Im asiatischen Raum wird Weiß mit Trauer und Tod in Verbindung gebracht. Wobei, wenn man genauer hinsieht, ist Weiß die Farbe der Transzendenz und Transformation. Denn der Tod ist hier nur der Abschied aus dem irdischen Leben und der Beginn von etwas Neuen. Weiße Trauerkleidung ist in weiten Teilen Asiens üblich, in Japan ist eine weiße Nelke das Zeichen der Trauer. Hinduistische Priester bedecken sich mit weißer Asche als Symbol der spirituellen Wiedergeburt und Saraswati, die Göttin der Weisheit, des Intellekts und der Künste wird meistens in einem weißen Gewand auf einer weißen Lotusblüte dargestellt. Im Feng Shui steht Weiß für das Vollkommene und repräsentiert das Yang, das männliche Prinzip.
Der Farbe Weiß werden 3 Grundbedeutungen zugeschrieben: dem Göttlichen, dem Zauber und der Sexualität. Wer kennt sie nicht, die weißen Zauberinnen aus den mythologischen Erzählungen, Die Mond- und Sonnengöttinnen, der Heilige Geist in der Darstellung einer weißen Taube oder die Geschichten über weiße Zauberer und Hexen.
Weiß kann man aber nicht nur sehen sondern auch hören und riechen. Wer kennt nicht das enervierende Rauschen im Radio? In der Akustik ist das unter „Weißes Rauschen“ bekannt. So wie die Farbe Weiß durch die Summe aller Farben entsteht, so setzt sich das „Weiße Rauschen“ aus allen Frequenzen des hörbaren Bereichs zusammen (also von etwa 16 Hz bis 20 kHz) In ihm sind alle Frequenzen mit gleicher Amplitude, d.h. dem gleichen Lautstärkepegel, enthalten.
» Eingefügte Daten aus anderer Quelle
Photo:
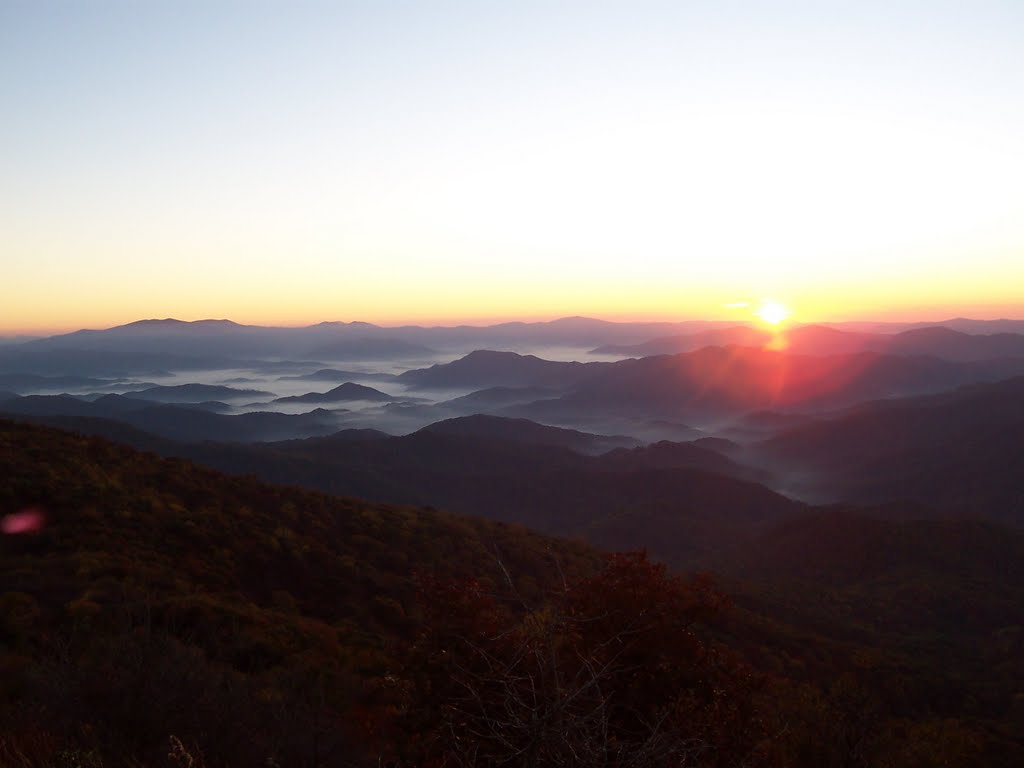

Forscher haben nun auch herausgefunden, dass man auch einen Geruch schaffen kann, der dem Konzept von „Weiß“ entspricht. Die Forscher wählten dazu 86 monomolekulare Duftstoffe aus und begannen, immer mehr Einzelkomponenten zusammenzumischen. Dabei stellte sich heraus, dass Mischungen, die aus mehr als 30 einzelnen Duftstoffen bestanden, immer ähnlicher rochen – selbst dann, wenn für die Mixtur unterschiedliche Komponenten verwendet wurden. Voraussetzung das dass klappt ist, dass die Duftstoffe über das gesamte Spektrum verteilt sind und die gleiche Duftintensität aufweisen (Quelle: science.orf.at).